TAMPA — Hillsborough County internal performance auditor Jim Barnes has something else to worry about after Monday night.
Already under scrutiny for the quality of work and under fire from some county commissioners, Barnes' office got the equivalent of a no-confidence vote from the Charter Review Board.
The appointed board, convened every five years to weigh potential changes to the county's charter, voted 6-5 to consider asking voters to do away with his job altogether. However, some on the majority of the board indicated their vote could change if commissioners take steps to fix the office.
Otherwise, "it will just continue to be a waste of county tax dollars," said board member Gerald White.
The vote may prove mostly symbolic for a variety of reasons.

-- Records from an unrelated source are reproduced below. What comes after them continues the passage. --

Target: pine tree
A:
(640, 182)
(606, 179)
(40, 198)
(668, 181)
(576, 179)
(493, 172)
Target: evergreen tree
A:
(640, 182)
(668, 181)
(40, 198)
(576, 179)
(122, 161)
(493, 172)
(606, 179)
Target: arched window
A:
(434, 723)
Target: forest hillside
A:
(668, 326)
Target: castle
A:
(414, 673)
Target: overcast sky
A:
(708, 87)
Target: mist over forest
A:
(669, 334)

That's because, in order to place a question on the November ballot, a supermajority of 10 members on the board of 14 must vote to approve it after two public hearings. And those on the losing side indicated they were more inclined to suggest changes to the charter aimed at improving how the office works.
"My concern is throwing out the entire structure without looking at the big picture," said Mitch Thrower, the board's chairman.

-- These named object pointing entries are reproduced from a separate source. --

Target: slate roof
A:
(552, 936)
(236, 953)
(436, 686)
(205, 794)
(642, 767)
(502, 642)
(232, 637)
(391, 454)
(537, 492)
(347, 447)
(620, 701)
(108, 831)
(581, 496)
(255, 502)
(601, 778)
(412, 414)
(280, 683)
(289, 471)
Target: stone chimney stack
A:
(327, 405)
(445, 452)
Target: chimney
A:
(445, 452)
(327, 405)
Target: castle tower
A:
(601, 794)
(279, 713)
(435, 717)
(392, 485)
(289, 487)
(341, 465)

It was a prior Charter Review Board that voted in 2000 to put creation of the office before voters. Creating the office to ferret out inefficiency in county government was a pet issue of the late activist Ralph Hughes. Voters approved it in 2002.

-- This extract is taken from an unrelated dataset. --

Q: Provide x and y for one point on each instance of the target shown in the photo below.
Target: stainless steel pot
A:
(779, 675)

Detractors argued it would become the County Commission's witch hunt agency, and that has largely proved true. Since its creation, commissioners have routinely sicced the two people who have held the office on programs they don't like and declined to give the auditor a clear job description.
Barnes and his predecessor have been accused of doing sloppy work and not giving their subjects ample opportunity to respond. A recent peer review found Barnes' work has not met accepted standards, which means he has not completed anything that would be considered an official audit, despite a budget of nearly $400,000.
The auditor recently uncovered secret pay raises County Administrator Pat Bean gave to herself and County Attorney Renee Lee and accused both of snooping through his e-mail. Commission Chairman Ken Hagan has sought the resignations of all three. Bean and Lee are on paid leave while Barnes is scheduled for a repeatedly delayed evaluation Wednesday.